Gangs of New York
Martin Scorsese ha analizzato spesso i meccanismi che regolano le relazioni fra gruppi. A modo
suo e con tutte le differenze del caso, anche con Gangs of New York svolge un'operazione già cara
a Robert Altman. Ma mentre quest'ultimo ha sempre privilegiato i rapporti fra individui,
lavorando a livello microsociologico, Scorsese adotta una visione macro: illustra le regole che
la società costruita dai singoli impone e ha imposto loro.
Soprattutto per questo Gangs of New York può essere accostato a L'età dell'innocenza, il
capolavoro che il regista italo-americano realizzò nel 1993, per formare un ideale dittico. Il
sontuoso apologo in costume tratto dal romanzo di Edith Wharton scandagliava con lucida
consapevolezza i ferrei dettami dell'etichetta nell'alta società borghese della New York del 1860,
spietata con chi tentava di infrangerne le norme. Questo nuovo film, nato da un'idea di Jay Cocks
(già co-sceneggiatore de L'età dell'innocenza e qui nelle stesse vesti insieme a Steven Zaillian
e Kenneth Lonergan), ritrae con passione quasi documentaristica la struttura gerarchica e
l'insieme dei ruoli dell'altra faccia della Grande Mela di due secoli fa: i sobborghi e i
quartieri più poveri, che trovano efficace prototipo nel quartiere -oggi scomparso- di Five
Points. E in questo caso la forma, il bon-ton che in L'età dell'innocenza rivestiva i
rituali della tribù benestante, scompare, svelando tutta la cruda essenza di quelle leggi.
Sono trascorsi sedici anni da quando Amsterdam Vallon ha assistito alla morte di suo padre,
capo del clan degli immigrati irlandesi, per mano del leader della fazione anti-immigrazione Bill
"il macellaio" Cutting. Il motivo per cui torna a Five Points è la vendetta.
Ma anche le vicissitudini dei personaggi servono a Scorsese per aggiungere colore al suo grande
quadro.
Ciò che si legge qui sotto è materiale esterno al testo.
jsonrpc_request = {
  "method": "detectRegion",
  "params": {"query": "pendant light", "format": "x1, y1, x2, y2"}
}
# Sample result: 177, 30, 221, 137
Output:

A livello subliminale è New York con le sue lotte tra gang a emergere, svincolandosi
dalla semplice funzione di scenario/sfondo. Sono al contrario i personaggi (Amsterdam, il
macellaio, la borseggiatrice Jenny...) a servire soprattutto come dettagli della grande
illustrazione, di cui sono parte perfettamente integrata, così come le singole persone danno vita
al sistema sociale.
E la continuità con L'età dell'innocenza è sigillata anche dal ritorno sul set di Scorsese di
Daniel Day-Lewis, che si cala con sorprendente mimetismo nelle vesti di Bill "il macellaio";
entrambi i suoi personaggi nei due film possiedono una consapevolezza perfetta delle regole di
ingroup-outgroup, ma se Newland Archer (l'avvocato che interpreta nel film del'93) ne è in
qualche modo vittima impotente, Bill ne è simbolo conservatore. E speculari sotto molti
punti di vista sono anche la contessa Olenska di Michelle Pfeiffer, inesperta nella sua
innocenza, e la Jenny di Cameron Diaz, cresciuta in un sistema che ben conosce e che non tenta
di cambiare.
La potenza scenografica dell'intera opera ha soprattutto intenti di fedeltà storica. Dante
Ferretti ha prodigiosamente ricostruito New York a Cinecittà (dove il film è stato interamente
girato in 137 giorni di lavorazione) e la costumista Sandy Powell ha svolto numerose ricerche per
allontanare gli abiti femminili dalla silhouette vittoriana e renderli più credibili.
E New York non abbandona mai il primo piano. Persino il disperato duello finale annega nel
disordine dei "Draft Riots", gli scontri che infiammarono la città nel 1863 a seguito della
chiamata alle armi obbligatoria istituita dal presidente Lincoln.
Forse è anche per questo che il coinvolgimento emotivo non risulta immediato. Ma uno sguardo di
Scorsese ci dice più di mille scivoloni in fantasy ed effetti digitali.